His feats are impressive. At age 57, Marshall Ulrich went 3,063 miles on foot, running about 60 miles a day for 52 days straight, from San Francisco to New York City. He was attempting to break a world record set by a man half his age and ultimately set two new records, completing the third fastest trans-American crossing in history.

You can imagine that being married to a guy so driven and prone to extremes requires a strength of its own, a special brand of emotional endurance. Ulrich’s wife not only puts up with this craziness but embraces it as an essential part of him. How? Why?

Ulrich wrote about all of this in Running on Empty: An Ultramarathoner’s Story of Love, Loss, and a Record-Setting Run Across America, now available in paperback.
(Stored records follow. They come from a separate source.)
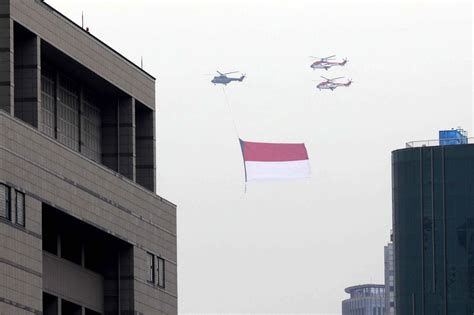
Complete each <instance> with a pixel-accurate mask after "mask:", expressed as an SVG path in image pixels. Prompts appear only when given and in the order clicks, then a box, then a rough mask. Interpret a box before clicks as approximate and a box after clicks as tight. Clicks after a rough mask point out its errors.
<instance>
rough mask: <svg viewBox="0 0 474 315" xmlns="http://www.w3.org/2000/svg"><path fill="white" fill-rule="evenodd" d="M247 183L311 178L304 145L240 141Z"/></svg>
mask: <svg viewBox="0 0 474 315" xmlns="http://www.w3.org/2000/svg"><path fill="white" fill-rule="evenodd" d="M240 146H241V148H242V154H243V156H244V163H245V181H247V182H249V181H257V180H270V179H291V178H307V177H310V167H309V158H308V152H307V151H306V147H305V145H304V143H263V142H248V141H243V140H240Z"/></svg>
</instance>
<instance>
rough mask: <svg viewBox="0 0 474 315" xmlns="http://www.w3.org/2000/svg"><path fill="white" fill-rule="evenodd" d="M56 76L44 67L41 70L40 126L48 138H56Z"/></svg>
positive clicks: (51, 72) (46, 67)
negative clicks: (40, 103) (41, 119)
mask: <svg viewBox="0 0 474 315" xmlns="http://www.w3.org/2000/svg"><path fill="white" fill-rule="evenodd" d="M55 76H56V74H55V73H54V71H51V70H49V69H48V68H47V67H46V66H43V67H42V69H41V102H42V103H41V118H42V122H41V126H42V131H43V132H44V133H45V134H47V135H48V136H50V137H52V138H55V137H56V131H55V130H56V105H55V104H56V78H55Z"/></svg>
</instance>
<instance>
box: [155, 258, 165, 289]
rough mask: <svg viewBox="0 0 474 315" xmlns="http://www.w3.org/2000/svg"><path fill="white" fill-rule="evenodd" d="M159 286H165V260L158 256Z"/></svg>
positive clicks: (158, 274) (157, 272)
mask: <svg viewBox="0 0 474 315" xmlns="http://www.w3.org/2000/svg"><path fill="white" fill-rule="evenodd" d="M157 273H158V286H159V287H161V288H164V287H165V260H164V259H163V258H160V257H158V268H157Z"/></svg>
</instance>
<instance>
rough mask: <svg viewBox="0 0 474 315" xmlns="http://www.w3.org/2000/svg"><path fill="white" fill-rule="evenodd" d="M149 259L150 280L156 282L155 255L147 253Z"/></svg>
mask: <svg viewBox="0 0 474 315" xmlns="http://www.w3.org/2000/svg"><path fill="white" fill-rule="evenodd" d="M147 259H148V282H151V283H153V284H154V283H155V256H153V254H150V253H147Z"/></svg>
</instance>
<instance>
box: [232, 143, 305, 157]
mask: <svg viewBox="0 0 474 315" xmlns="http://www.w3.org/2000/svg"><path fill="white" fill-rule="evenodd" d="M241 141H242V140H241ZM242 151H243V154H244V160H245V161H260V162H283V161H301V160H308V152H307V151H306V147H305V145H304V143H263V142H246V141H242Z"/></svg>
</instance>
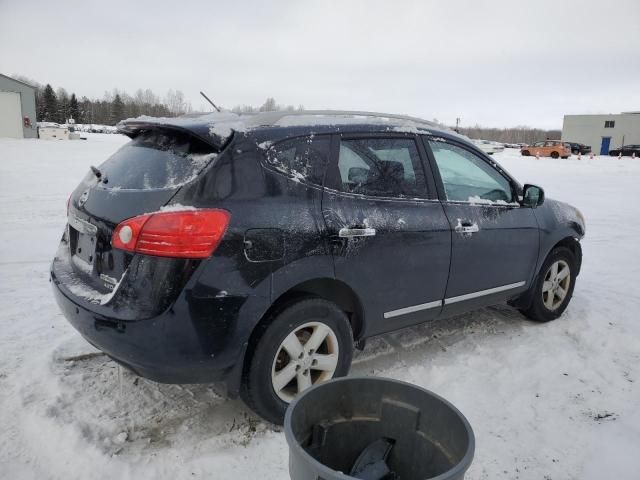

A central element in the book is a recounting of how Ulrich met his wife, Heather, late in life and how she taught him to love again after great personal tragedy and previous marriages. He credits her not only with helping him to become a better man, but also with being crucial to his completing this epic, record-setting transcontinental run.

Some “how to” tips for women in a relationship with a “crazy” man:

• Let men be men. All of us need to express ourselves in unique ways, and for one man, it may be running across the U.S., while for another, it may be a guys’ getaway in Baja, Mexico, and for another, it may be watching a show about Bigfoot.

• Respect that thing you think is silly or risky or even dangerous, as it can bring out the best in both of you. It isn’t anti-feminist to embrace the dreams and aspirations of men who want to test their mettle, whether that’s in sport, business, finance, or any other classically male area of contest. This also applies to men who want to explore the arts and other creative pursuits. The truth is that most men like to succeed, no matter their particular interest.

• Agree that this is a reciprocal arrangement, where both partners are committed to seeing the other become the fullest versions of themselves. If you can find it in your heart to encourage him in something you’d otherwise ignore or even dismiss, he can do the same for you. Who knows what you might accomplish together?

Running On Empty is both a gripping love story and an inspirational look into the lives of a couple who have experienced more than most people can comprehend – and who insist that everyone’s capable of more.

While the book centers on the transcontinental run and the importance of and strain on the Ulrichs’ marriage, it also includes stories and lessons learned from Marshall Ulrich’s nearly three decades of athletic accomplishments in extreme endurance sports:

He began running ultra distances in his thirties just after his first wife died, and in his forties he set records on some of the world’s most difficult courses. Ulrich won the infamous Death Valley Badwater Ultramarathon an unparalleled four times, has finished the race more times than anyone else, and he still holds the record for the original 146-mile course.

He started adventure racing while still in his forties; competing in multi-day events with a team of other hard-core athletes. He’s one of only three people to compete in all nine Eco-Challenges, contests that make the TV show Survivor look like a resort vacation. At the same time, he became an innovator in the sport of ultra-running, finishing feats of endurance no one had accomplished before.

In his 50s, he ascended all Seven Summits on first attempts, including reaching the peak of Mt. Everest in 2004. Yet the sight of Heather at base camp dwarfed the elation he’d felt at the top. Outside magazine crowned him an “Endurance King,” Trail Runner named him one of the Legends of the Trail, and Adventure Sports highlighted him as an athlete “Over 50 and Kicking Your Butt.”

Four years later, in 2008, he completed the run across the United States with Heather by his side, acting as his crew chief. He broke the Masters and Grand Masters records and outpaced all but two of his peers, both of whom were 20 years younger.

This summer, Ulrich plans to complete the first-ever circumnavigation of Death Valley National Park, going 800 miles on foot in one of the hottest places on earth. Heather will provide emotional, logistical and loving support – as always.